Así fue, llegó el día en el que no pude aguantar más. La presión, los nervios y el estrés no estuvieron a mi favor. El día había comenzado igual que todos los anteriores, despertarme, ponerme una chaqueta para disimular mi pijama y conectarme con una distancia amarga con la emisora. Además de todas las vicisitudes que estábamos atravesando en ese momento, trabajar en un medio de comunicación en Venezuela, implica censura y lo peor que puede existir, la autocensura.

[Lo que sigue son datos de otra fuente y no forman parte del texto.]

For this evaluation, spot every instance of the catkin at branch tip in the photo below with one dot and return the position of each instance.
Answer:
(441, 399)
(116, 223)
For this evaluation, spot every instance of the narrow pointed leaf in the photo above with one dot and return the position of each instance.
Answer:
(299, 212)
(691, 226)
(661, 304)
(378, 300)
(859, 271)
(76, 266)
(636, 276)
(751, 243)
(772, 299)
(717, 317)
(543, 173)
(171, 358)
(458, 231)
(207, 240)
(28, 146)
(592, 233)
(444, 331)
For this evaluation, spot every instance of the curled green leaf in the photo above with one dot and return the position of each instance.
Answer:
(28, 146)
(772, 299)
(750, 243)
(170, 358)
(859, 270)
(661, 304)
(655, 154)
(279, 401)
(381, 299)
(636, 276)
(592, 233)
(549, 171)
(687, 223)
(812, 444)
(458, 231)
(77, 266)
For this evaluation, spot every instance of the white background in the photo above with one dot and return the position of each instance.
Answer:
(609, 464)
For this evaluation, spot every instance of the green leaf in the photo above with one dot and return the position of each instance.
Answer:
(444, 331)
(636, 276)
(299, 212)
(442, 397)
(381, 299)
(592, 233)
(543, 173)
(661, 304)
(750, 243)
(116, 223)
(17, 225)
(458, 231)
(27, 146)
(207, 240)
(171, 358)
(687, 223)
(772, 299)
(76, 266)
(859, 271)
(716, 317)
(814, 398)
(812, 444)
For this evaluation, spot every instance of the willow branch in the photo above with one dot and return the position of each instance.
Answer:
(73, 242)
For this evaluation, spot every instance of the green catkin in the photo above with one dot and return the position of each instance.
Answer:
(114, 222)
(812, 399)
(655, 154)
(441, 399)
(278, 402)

La necesidad de informar cada vez era mayor en un país en el que ya se había advertido que la pandemia podría causar estragos. Sin embargo, las posibilidades de decir lo que ocurría, cada vez eran menores. No pudimos ir al aire con los invitados pertinentes. El ambiente laboral era muy tenso, discutí fuertemente con mis jefes. No pude más. Fue la peor noche que pude haber pasado, lloraba descontroladamente y no podía conciliar el sueño.

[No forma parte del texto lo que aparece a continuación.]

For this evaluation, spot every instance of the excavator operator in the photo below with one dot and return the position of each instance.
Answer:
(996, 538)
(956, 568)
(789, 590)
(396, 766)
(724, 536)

Al día siguiente, después de la ruda jornada del día anterior, decidí que eso no volvería a pasar. Mi salud y estabilidad mental vale mucho más de lo poco que puedo recibir mes a mes. Desde ese momento, seguí trabajando, con las mismas ganas que antes, pero controlando mis niveles de estrés y sin agregar preocupaciones adicionales.
No todo es negativo
Ciertamente, tomar esa decisión me ayudó a ver las cosas desde un óptica menos negativa y quizás a valorar un poco más el trabajo que estaba realizando en tiempos de confinamiento. Esto contribuyó a convencerme una vez más del poder que tiene la radiodifusión hoy en día, a pesar de los avances tecnológicos. La primera vez que lo entendí fue hace un año exactamente, cuando en marzo de 2019 un apagón general afectó seriamente al sector eléctrico y descubrí lo importante que es la radio para su audiencia.

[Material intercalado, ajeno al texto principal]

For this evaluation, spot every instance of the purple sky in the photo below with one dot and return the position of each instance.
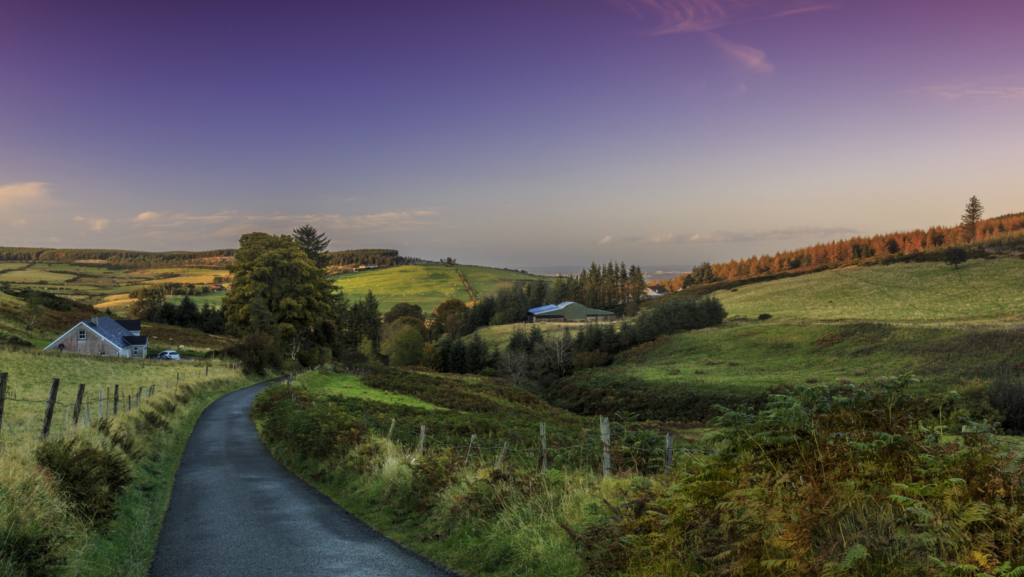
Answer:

Sigo estando cansado. Hace años, Bill Gates predecía un escenario similar al que vivimos. Hoy, la pandemia disminuye en algunas partes del mundo y avanza en nuestro país. Las restricciones serán cada vez mayores y por lo tanto la vuelta a la casi extinta normalidad es casi nula. El teletrabajo llegó inesperadamente y nos sorprendió con poca preparación. Ahora, con un tanto más de experiencia en este nuevo formato laboral, la distancia aumenta, pero el sabor amargo se desvanece.